The position is highlighted by the announcement yesterday that we will need new gas fired plants to maintain our electricity supply. Surely it would be sensible to use as much of our domestically produced gas as possible.

Manufacturing  flat-lined bur there was a little hope.

Manufacturing showed no growth in January 2024, with growth in 7 of the 13 subsectors offset by falls in the other 6 subsectors, after growth of 0.8% in December 2023.

What I mean by that is we saw one of those months when pharmaceuticals swing lower so when it swings higher in its usual pattern we should see some growth.

The largest negative contributor came from manufacture of basic pharmaceutical products and pharmaceutical preparations (down 5.1%).

Construction

This had the strongest monthly growth of the main sectors.

In January 2024, monthly construction output is estimated to have increased 1.1% in volume terms……The increase in monthly output in January 2024 came from increases in both new work (1.1%) and repair and maintenance (1.2%).

Perhaps the weather was at play here as whilst we have had plenty of rain it has overall been a mild winter.

Comment

The return to economic growth is welcome especially as there were brakes on the numbers.I have already mentioned the disastrous energy policy the UK has followed and there was also this.

Like recent months, industrial action was again cited as a reason this month, which may have negatively impacted output. In January 2024, there were six days of industrial action by junior doctors and hospital dental trainees after three days of industrial action took place in December 2023.
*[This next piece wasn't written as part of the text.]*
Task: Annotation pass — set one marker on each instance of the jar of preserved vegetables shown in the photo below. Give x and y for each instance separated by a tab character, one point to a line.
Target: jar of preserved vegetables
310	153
Actually even international strikes.

while the industrial action had ceased, the Screen Actors Guild strikes in America were cited as a factor which may have reduced film and TV production this month.

Plus there was this.

Comments provided to the MBS for January 2024 suggested some industries saw supply chains impacted by disruption in the Red Sea.

If we look back we see that a quarterly number would still show a recession.

Real gross domestic product (GDP) is estimated to have fallen by 0.1% in the three months to January 2024, compared with the three months to October 2023.

Plus the burst of growth in January last year leaves us with this.

GDP is estimated to have fallen by 0.3% in January 2024 compared with the same month last year and, looking over the longer term, GDP is estimated to have fallen by 0.2% in the three months to January 2024 compared with the three months to January 2023.

Oh and take care if you watched BBC Breakfast TV as the business present Ben seemed unaware that 0.2% monthly growth if repeated would be pretty strong growth as opposed to his “slowly and slightly”.

 

 

7 thoughts on “UK GDP rebounds by 0.2% in January

    • Kevin

      Hedge funds aren’t always right, they take a gamble like everyone else who invests in shares or takes various positions.

      I can recal about 5% or so short positions in Marks & Spencer a few years ago and the shares rebounded considerably from their all time lows.

      The hedge fund in question could make money however if Barclays shares fall considerably since they have taken their position.

    • That implies an increase of 0.2% in 24 rather than 0.4% in 23 is rather poor. And of course with population growth the GDP per capita goes down again.

      At best its treading water.

  1. In other news; has anyone considered the morality of £10m donations to political parties in the first place?

    • Hi therrawbuzzin

      You make a fair as there is no doubt suspicion that the donor thinks that they are buying influence and maybe more. The problem is that I do not like state support for political parties as it fossilises the system. We have enough problems with democracy as it is….

      • You can limit the size of donations & if politics in general isn’t as well-funded. do that it attracts fewer career politicians, “So much the better!” say I.